Phys. Rev. B 108, 205407 (2023)

We propose that a multigraphene of ABC-type stacking yields virtual bound states lying within the Coulomb insulating gap of an Anderson-like adatom. Wondrously, a virtual state constitutes the counterpart of the atomic collapse phenomenon proposed in relativistic atomic physics, while the second emerges as its particle-hole symmetric, analogous to a positron state. Thus, we introduce the effect as the adatomic collapse, which occurs due to a flat band with a dispersionless state and a divergent density of states $\sim | ɛ - ɛ_{F} |^{2 / J - 1}$ near the Fermi energy $ɛ_{F}$ for $J \geq 3,$ where $J π$ is the Berry phase.

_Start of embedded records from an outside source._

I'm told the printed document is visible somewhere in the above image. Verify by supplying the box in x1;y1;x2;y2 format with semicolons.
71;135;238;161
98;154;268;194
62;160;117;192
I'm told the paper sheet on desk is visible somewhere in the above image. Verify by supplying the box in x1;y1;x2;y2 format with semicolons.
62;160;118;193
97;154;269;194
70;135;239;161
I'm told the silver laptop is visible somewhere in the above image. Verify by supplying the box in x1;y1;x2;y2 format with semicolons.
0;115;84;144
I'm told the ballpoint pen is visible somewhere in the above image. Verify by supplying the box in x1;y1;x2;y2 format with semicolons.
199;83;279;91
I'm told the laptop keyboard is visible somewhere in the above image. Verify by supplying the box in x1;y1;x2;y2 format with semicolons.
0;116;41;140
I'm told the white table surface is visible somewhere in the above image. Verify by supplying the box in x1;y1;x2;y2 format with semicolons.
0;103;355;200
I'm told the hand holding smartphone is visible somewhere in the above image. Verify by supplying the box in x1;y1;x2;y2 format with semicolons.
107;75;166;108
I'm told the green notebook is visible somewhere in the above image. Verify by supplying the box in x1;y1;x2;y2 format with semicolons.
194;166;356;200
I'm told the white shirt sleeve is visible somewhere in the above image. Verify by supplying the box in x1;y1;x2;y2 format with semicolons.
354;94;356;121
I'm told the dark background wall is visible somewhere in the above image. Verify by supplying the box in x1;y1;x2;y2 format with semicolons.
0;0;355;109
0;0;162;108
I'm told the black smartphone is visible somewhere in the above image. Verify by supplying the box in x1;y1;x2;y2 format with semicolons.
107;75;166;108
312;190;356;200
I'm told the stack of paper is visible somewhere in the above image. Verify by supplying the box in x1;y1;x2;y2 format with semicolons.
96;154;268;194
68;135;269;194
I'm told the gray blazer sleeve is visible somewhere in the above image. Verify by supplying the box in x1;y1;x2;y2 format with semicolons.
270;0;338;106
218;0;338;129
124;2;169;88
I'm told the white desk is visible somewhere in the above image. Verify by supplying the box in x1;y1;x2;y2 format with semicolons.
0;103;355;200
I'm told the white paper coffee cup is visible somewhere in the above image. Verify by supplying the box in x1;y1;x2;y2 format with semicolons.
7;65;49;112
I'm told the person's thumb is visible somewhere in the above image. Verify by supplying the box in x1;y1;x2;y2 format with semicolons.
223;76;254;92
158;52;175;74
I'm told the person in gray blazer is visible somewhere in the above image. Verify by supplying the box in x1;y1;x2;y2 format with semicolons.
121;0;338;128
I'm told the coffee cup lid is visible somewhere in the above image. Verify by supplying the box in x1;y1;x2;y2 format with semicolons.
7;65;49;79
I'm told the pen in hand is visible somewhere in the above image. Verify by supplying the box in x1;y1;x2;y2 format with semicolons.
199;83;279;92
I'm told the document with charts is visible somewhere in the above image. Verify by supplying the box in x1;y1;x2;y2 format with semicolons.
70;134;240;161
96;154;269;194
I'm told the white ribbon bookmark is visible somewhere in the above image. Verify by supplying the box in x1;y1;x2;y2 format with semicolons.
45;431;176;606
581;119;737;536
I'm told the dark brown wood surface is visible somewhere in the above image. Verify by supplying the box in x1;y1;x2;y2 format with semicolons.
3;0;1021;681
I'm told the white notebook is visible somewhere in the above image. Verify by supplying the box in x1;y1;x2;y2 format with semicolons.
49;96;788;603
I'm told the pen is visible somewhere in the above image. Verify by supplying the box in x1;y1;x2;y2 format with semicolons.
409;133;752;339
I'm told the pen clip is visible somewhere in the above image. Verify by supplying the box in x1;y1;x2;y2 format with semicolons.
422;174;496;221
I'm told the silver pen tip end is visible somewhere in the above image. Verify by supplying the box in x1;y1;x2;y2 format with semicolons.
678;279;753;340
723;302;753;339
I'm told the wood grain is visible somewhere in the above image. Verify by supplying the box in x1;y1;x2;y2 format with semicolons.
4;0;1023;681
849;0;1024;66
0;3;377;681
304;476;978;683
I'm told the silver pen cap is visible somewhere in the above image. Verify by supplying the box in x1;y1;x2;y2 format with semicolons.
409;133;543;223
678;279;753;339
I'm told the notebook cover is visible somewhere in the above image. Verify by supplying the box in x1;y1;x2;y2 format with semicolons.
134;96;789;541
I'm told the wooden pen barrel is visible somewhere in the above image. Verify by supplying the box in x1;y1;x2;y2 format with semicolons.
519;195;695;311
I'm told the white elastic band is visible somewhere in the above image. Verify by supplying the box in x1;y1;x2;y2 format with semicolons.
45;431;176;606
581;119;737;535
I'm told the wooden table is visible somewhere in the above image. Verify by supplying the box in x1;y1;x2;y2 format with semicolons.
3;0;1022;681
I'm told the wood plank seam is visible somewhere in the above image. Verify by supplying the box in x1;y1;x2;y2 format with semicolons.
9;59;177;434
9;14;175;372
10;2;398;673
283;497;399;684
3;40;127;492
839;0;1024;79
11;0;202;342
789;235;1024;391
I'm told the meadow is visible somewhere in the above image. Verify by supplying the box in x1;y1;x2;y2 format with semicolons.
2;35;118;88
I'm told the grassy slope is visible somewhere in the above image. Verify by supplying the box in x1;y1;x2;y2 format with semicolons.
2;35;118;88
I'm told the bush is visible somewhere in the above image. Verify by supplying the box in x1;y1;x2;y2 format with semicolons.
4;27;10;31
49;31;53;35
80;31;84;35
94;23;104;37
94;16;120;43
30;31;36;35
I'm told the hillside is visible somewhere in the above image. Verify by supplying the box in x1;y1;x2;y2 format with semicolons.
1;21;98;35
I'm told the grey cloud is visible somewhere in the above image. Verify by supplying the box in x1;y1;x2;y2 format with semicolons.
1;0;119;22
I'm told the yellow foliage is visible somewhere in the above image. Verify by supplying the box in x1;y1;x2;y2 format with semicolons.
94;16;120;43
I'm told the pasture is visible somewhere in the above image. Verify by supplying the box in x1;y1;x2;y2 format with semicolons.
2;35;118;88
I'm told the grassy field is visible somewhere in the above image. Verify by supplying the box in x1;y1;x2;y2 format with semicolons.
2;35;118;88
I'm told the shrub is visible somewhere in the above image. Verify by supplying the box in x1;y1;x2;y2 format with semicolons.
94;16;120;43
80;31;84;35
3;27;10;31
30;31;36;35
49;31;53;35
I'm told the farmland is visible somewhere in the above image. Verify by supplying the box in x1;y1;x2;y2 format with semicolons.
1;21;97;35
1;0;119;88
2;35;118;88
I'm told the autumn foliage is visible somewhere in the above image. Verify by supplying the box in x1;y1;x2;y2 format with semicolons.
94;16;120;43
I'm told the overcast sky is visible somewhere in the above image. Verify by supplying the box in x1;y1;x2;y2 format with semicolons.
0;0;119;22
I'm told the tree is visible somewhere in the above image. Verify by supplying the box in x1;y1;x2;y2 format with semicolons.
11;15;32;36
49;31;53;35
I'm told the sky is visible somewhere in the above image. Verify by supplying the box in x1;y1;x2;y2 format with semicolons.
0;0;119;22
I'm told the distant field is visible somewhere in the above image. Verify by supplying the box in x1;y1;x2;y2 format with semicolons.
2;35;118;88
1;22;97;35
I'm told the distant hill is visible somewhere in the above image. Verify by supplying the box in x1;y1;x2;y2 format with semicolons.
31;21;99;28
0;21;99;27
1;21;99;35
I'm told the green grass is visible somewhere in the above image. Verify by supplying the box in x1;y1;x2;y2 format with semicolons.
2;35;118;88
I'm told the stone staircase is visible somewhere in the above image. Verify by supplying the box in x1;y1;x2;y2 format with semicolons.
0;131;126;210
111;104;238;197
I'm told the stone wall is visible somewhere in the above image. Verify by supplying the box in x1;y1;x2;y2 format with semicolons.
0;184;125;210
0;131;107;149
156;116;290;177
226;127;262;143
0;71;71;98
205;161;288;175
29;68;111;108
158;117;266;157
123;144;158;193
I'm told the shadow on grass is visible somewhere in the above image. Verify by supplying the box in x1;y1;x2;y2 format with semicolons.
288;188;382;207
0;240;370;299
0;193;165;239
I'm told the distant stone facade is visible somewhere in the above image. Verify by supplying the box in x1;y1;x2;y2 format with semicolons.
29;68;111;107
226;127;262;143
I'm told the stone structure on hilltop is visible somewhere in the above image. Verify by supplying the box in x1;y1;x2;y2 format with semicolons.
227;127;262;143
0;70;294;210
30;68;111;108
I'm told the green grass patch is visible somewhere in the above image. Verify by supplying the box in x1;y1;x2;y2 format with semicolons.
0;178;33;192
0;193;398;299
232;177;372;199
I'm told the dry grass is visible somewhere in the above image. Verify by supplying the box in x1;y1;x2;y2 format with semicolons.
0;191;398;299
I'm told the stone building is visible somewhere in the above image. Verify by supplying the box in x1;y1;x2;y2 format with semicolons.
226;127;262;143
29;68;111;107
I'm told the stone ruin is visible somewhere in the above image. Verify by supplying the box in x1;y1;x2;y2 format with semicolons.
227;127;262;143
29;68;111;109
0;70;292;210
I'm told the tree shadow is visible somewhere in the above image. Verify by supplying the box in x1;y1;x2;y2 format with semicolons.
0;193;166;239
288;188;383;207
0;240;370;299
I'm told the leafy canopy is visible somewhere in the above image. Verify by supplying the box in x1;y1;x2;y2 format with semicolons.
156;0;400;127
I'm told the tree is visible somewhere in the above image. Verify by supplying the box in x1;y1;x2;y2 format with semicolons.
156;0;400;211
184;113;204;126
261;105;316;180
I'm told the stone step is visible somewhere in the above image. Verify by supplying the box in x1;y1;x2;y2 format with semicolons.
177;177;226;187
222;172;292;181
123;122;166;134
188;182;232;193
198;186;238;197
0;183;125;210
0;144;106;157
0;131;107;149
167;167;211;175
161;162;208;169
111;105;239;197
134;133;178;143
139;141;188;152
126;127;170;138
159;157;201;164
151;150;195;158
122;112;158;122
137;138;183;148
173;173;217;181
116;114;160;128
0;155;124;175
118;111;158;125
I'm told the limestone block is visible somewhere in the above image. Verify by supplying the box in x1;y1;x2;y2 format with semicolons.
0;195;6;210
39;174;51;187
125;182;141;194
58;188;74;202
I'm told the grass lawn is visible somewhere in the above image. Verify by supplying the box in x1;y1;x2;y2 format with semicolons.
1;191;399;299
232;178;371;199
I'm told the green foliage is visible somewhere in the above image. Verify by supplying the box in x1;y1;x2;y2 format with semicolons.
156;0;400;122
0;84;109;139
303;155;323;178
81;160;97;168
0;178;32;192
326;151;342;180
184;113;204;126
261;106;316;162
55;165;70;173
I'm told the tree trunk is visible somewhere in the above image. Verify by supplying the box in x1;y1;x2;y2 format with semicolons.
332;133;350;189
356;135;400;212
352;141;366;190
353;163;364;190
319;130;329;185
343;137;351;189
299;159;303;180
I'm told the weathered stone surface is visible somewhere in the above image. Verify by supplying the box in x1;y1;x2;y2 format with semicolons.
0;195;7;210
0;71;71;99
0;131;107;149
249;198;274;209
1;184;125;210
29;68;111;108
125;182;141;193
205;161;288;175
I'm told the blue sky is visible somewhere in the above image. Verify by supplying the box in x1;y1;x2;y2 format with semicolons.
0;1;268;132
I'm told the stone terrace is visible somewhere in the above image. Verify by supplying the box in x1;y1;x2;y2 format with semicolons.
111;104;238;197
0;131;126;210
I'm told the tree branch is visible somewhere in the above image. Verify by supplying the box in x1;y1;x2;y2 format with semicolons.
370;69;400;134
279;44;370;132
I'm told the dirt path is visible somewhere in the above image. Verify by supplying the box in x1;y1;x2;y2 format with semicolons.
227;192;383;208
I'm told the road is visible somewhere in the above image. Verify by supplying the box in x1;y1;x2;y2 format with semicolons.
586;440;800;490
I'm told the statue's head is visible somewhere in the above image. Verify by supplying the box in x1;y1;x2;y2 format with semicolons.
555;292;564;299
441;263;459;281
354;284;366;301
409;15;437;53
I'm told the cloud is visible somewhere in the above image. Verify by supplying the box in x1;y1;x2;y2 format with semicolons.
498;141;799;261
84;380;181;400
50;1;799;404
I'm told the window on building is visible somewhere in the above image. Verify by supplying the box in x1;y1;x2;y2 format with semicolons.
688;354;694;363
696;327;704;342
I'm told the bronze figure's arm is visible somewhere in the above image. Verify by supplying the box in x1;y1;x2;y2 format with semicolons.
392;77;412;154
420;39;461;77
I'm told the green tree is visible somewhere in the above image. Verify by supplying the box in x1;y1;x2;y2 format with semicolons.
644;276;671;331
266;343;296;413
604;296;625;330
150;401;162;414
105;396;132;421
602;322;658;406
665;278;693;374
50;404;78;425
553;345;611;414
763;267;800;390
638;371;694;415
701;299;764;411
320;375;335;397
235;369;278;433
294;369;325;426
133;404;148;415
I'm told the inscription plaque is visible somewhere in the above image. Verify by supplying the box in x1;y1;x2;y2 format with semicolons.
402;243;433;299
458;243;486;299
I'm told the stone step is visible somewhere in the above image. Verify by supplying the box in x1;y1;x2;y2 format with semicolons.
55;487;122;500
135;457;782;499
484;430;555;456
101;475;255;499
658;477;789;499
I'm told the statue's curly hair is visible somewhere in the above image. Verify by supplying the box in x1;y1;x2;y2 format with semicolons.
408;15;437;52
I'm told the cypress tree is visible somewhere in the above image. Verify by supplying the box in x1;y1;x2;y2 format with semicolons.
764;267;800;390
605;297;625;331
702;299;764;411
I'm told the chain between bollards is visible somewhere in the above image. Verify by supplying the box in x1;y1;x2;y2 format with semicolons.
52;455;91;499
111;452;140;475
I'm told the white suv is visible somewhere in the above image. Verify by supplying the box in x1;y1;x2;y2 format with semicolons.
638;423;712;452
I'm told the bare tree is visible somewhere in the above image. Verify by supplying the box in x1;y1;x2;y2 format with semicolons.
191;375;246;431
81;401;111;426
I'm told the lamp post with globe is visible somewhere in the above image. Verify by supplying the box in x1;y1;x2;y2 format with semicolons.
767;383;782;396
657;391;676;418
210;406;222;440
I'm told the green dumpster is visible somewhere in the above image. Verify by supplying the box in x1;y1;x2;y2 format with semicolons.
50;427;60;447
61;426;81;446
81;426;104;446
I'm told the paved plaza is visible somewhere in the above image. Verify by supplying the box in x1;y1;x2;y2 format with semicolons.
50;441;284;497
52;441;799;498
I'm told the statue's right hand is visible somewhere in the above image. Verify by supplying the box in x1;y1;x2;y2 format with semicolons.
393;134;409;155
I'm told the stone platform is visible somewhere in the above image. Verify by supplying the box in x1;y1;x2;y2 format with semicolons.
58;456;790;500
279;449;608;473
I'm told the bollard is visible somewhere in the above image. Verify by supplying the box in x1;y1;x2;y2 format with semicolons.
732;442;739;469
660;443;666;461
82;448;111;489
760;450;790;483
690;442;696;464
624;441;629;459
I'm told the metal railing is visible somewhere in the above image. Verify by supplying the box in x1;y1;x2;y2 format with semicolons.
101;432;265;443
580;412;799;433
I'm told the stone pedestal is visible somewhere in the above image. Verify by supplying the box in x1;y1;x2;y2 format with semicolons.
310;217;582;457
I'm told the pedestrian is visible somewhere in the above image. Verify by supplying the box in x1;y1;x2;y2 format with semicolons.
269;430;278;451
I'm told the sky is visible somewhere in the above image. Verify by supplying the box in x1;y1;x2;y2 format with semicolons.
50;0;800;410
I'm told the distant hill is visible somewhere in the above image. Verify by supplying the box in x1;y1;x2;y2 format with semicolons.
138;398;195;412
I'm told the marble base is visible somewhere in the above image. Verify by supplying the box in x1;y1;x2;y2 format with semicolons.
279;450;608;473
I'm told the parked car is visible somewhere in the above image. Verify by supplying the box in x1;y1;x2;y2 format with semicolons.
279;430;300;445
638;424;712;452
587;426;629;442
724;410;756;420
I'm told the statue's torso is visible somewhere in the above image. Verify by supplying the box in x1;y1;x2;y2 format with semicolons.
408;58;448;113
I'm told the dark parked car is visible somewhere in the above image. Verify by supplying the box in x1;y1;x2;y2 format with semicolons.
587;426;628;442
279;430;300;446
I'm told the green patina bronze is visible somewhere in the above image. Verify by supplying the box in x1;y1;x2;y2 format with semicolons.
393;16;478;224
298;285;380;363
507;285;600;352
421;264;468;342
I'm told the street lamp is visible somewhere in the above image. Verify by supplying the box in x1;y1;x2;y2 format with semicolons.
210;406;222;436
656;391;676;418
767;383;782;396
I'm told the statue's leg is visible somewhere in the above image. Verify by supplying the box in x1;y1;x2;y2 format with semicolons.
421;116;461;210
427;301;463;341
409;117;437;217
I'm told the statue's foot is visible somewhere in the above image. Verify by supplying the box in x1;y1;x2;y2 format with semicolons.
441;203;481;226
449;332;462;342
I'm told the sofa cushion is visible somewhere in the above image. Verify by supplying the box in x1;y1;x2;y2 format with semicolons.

We conclude this scenario based on the Kramers-Kronig transformation of the quasiparticle broadening, from where we observe that the aforementioned van Hove singularity induces virtual bound states. Counterintuitively, near the singularity, we find these states above and below the Fermi energy correlated to the existence of the bottom and top edges of the Coulomb insulating region, respectively. As such a behavior rises without a twist, the system is known as moiréless and the phenomenon emerges also assisted by the adatom Coulomb correlations. Similarly to Science 340, 734 (2013) we find the effective critical atomic number $Z_{c} \sim 0.96$ in contrast to an ultraheavy nucleus. Thus, we point out that multigraphene is a proper playground for testing a predicted phenomenon of the relativistic atomic physics in the domain of the condensed matter physics.